Der Leser lernt im Buch annähernd genauso viel über den 2. Weltkrieg und den Aufstand gegen das Nazi-Regime wie über die Flughafenseelsorge. Das finde ich nicht übertrieben oder störend, denn die Bezüge sind immer wieder klar. Wenn da davon die Rede ist, dass man beim Fliegen einen Piloten und einen Co-Piloten hat, die sich die Aufgabe teilen, dann macht die Metapher Sinn. Genauso ist es hier an der Stelle, wo es um die Kinder geht, die dankend die Waren der Rosinenbomber angenommen haben.

„Dankbarkeit und Bescheidenheit“ sind die Schlüssel zum Glücklichsein, schreibt Maader hier. Ich kann dem nur zustimmen. Wahre Dankbarkeit aber setzt den Verlust des Egos voraus. Nur wenn ich anerkenne, dass die meisten Dinge, für die ich nicht dankbar sein kann, Dinge sind, die ich „anders“ haben will, weil es eben meinem Willen entspricht, kann ich mich frei machen davon, kann alles nehmen, wie es eben ist. Und erst dann kann man sich wirklich um die Seelen der anderen kümmern. Und wenn man das tut, gerade am Flughafen — dem Ort, an dem Seelen aus aller Welt starten und landen, in Höhen fliegen und bruchlanden — erfährt man wahren und tiefen Dank. Der muss einem gar nicht explizit gesagt werden. Man spürt ihn für sich selbst, auch in den ganz dunklen Momenten.

Seelsorge heißt DA SEIN.

Das bleibt auch hier die Essenz für mich.

Maader war da.

Viele Jahrzehnte.

Und dieses Buch bleibt auch da nach der letzten Seite.

Dafür bin ich DANKBAR.

Genauso wie für meinen Unfall gestern Morgen.

Ohne Start keine Landung.

Wer sich gar nicht traut zu fliegen,

der wird die Welt auch nicht von oben sehen.

Und das lohnt sich.

Das lässt um die Ecke denken.

Und erkennen,

wie klein die Welt sein kann.

Wie kleinbürgerlich man von unten denkt.

Auch in der Kirche.

Aber das muss eben nicht sein.

Und genau deshalb ist das Buch ein Ansporn.

Für wache Augen.

Für das Suchen.

Für das Helfen vor Ort.

Flughafenseelsorger warten nicht auf die Menschen.

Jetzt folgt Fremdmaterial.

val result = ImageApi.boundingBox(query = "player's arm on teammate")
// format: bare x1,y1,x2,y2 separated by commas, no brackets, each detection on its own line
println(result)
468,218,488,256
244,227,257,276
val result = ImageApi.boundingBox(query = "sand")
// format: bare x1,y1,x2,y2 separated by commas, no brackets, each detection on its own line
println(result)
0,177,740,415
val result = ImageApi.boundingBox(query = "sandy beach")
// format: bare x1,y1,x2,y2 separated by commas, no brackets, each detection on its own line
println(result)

Sie gehen zu den Menschen im Terminal.

ZUKOMMEN, HINHÖREN, AUFFANGEN.

Das sind alles Verben,

die brauchen mehr als einen Akteur.

Darum geht es.

Gemeinschaft der Menschen in all ihrer Vielfalt.

DANKE, Walter Maader.

Reflexionsfragen

1) Teilst Du die Idee, dass der Flughafen ein Gleichnis für das Leben ist? Warum/nicht?

2) Wenn Du noch mal Kind wärst, würdest Du Dir mehr Bildung aneignen? Warum/nicht?

3) Wie kann man Dankbarkeit lernen aus Deiner Sicht?